Thursday, March 10, 2011

Reality and Fictonal Stereotypes

Okay, I've got a blue collar job. I've made other entries that say as much.

One thing you notice right away in the world of grocery retail - most people are uninteresting and pretty much unlikeable. I was taking my lunch in the break room the other day when I overheard a coworker's very loud cellphone conversation. This middle aged woman is very plain, with a figure that may have been pleasant when she was younger and a personality that generally makes me forget she exists. But this phone call that I was privy to allowed me to see another aspect: she, too, has real problems in her life. Unfortunately, these problems are so mundane and boring that she failed to garner any of my further pathos.

In stark contrast, the fictional version of this woman would have to have some quality that would cause us to pull for her, to hope she overcomes her obstacles and betters herself. In reality, though, we know that she's never going to change her situation, and we accept that, forget about her, and move on.

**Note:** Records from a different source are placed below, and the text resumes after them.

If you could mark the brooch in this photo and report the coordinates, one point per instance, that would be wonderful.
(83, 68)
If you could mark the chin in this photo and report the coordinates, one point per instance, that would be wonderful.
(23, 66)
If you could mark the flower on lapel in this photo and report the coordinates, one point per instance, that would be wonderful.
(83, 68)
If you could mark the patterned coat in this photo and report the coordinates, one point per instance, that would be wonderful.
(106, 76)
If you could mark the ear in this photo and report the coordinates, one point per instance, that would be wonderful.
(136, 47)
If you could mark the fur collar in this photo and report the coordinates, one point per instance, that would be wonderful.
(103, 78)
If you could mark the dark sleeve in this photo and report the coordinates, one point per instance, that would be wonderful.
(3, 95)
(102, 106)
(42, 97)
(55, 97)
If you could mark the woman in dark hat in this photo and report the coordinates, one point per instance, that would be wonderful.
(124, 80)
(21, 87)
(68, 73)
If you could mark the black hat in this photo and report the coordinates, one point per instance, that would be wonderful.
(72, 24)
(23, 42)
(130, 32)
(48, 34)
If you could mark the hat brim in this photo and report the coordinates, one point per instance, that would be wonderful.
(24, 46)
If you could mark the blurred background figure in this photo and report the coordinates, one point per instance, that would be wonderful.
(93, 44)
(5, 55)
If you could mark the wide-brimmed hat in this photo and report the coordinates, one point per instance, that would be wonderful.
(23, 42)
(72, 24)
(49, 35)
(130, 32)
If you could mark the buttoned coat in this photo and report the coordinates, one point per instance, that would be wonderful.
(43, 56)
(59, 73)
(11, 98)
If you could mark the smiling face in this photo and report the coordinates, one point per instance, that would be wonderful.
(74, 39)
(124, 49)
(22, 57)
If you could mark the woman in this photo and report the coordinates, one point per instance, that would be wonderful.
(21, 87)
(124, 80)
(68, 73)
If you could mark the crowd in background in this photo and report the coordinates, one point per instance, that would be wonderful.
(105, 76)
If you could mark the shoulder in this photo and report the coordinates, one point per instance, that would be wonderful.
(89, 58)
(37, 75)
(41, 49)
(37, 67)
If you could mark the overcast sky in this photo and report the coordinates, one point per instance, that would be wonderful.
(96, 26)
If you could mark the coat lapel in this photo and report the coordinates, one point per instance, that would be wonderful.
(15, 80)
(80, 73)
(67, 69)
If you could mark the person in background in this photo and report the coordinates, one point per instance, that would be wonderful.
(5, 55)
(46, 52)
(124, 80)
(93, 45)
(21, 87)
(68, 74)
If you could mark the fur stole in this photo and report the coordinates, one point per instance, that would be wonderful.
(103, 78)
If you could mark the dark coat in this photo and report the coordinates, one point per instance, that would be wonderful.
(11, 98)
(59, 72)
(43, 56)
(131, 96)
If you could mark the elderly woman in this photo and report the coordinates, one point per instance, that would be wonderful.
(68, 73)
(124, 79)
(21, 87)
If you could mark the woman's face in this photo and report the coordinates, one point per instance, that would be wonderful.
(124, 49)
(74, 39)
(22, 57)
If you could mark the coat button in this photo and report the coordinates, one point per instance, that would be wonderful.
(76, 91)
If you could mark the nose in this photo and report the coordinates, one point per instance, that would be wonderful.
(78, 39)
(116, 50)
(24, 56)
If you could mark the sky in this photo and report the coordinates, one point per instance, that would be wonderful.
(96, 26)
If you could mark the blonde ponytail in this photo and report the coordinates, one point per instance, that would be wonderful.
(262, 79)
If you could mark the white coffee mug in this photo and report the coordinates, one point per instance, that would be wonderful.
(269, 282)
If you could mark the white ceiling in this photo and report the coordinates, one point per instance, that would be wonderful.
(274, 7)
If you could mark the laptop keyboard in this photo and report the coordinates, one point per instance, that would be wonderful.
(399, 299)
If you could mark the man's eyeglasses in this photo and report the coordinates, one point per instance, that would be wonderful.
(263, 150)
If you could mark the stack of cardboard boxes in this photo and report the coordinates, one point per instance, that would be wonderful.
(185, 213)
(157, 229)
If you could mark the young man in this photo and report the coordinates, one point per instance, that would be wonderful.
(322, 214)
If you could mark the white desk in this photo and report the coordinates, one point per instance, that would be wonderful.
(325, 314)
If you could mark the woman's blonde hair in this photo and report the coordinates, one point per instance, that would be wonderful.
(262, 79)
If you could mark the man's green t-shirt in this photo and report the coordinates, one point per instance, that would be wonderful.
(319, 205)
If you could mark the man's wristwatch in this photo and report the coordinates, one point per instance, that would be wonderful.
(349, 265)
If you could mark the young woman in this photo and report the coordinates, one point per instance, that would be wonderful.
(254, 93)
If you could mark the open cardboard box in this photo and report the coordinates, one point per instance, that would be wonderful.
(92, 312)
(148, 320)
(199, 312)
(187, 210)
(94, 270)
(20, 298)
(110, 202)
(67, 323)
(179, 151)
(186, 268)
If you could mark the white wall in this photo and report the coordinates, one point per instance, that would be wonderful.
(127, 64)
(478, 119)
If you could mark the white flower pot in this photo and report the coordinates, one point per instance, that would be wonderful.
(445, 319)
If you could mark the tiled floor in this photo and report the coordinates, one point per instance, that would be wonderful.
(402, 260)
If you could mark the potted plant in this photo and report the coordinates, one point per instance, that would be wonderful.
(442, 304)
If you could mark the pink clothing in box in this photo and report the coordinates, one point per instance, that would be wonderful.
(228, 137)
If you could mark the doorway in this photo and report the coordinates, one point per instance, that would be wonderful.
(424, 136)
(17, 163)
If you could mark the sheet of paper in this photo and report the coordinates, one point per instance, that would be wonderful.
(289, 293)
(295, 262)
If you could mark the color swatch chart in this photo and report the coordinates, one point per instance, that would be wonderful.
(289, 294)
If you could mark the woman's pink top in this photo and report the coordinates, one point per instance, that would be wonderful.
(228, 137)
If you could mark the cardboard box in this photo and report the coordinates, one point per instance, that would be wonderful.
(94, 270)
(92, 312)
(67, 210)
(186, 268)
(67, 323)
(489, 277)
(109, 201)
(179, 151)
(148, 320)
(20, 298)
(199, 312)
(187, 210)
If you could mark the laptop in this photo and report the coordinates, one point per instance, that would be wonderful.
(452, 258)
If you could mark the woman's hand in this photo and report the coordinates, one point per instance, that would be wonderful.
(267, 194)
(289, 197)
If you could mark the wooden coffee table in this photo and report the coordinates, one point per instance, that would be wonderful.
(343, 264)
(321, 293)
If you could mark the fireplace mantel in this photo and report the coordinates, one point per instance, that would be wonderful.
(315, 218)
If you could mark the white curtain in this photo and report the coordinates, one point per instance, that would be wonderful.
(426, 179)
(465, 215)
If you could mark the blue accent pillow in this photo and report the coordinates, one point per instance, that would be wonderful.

On the other hand, one of the assistant managers of the store is the exact cardboard cut-out of middle management that stereotypes in art, lit and film have brought us to expect. He's overweight, frumpy, put-upon by the higher ups, lacking in real ambition to achieve anything past the status quo, barely competent, thinks himself far cleverer than he really is, etc. If I actually wrote this guy as a character in a story, you'd think he was a stock character and ask me to make him rounder. But I swear, he's really as banal as you'd expect. I bet you could write his dialogue.

There's also a particularly ugly and peculiar fellow I have to deal with daily. While retaining his anonymity, he's got the same name as a famous king of England who suffered an infamous defeat. In appearance, he somewhere between Shrek and Quasimodo, with a mustache and glasses. To top it off, he's epileptic, which has caused him to damage his body further during his seizures, so he sort of scuttles along. And he's got a really bad attitude, despite being an obviously lonely character --who'd be much more sympathetic in fiction, mind you. But in real life he's immediately unlikeable. I keep praying that one day he will confide in me, "Gary, I was once a handsome young prince. But a witch fell in love with me, and since I would not return her love she locked me in the hideous form you see before you today. I remain afflicted until I can find true love... with a horse."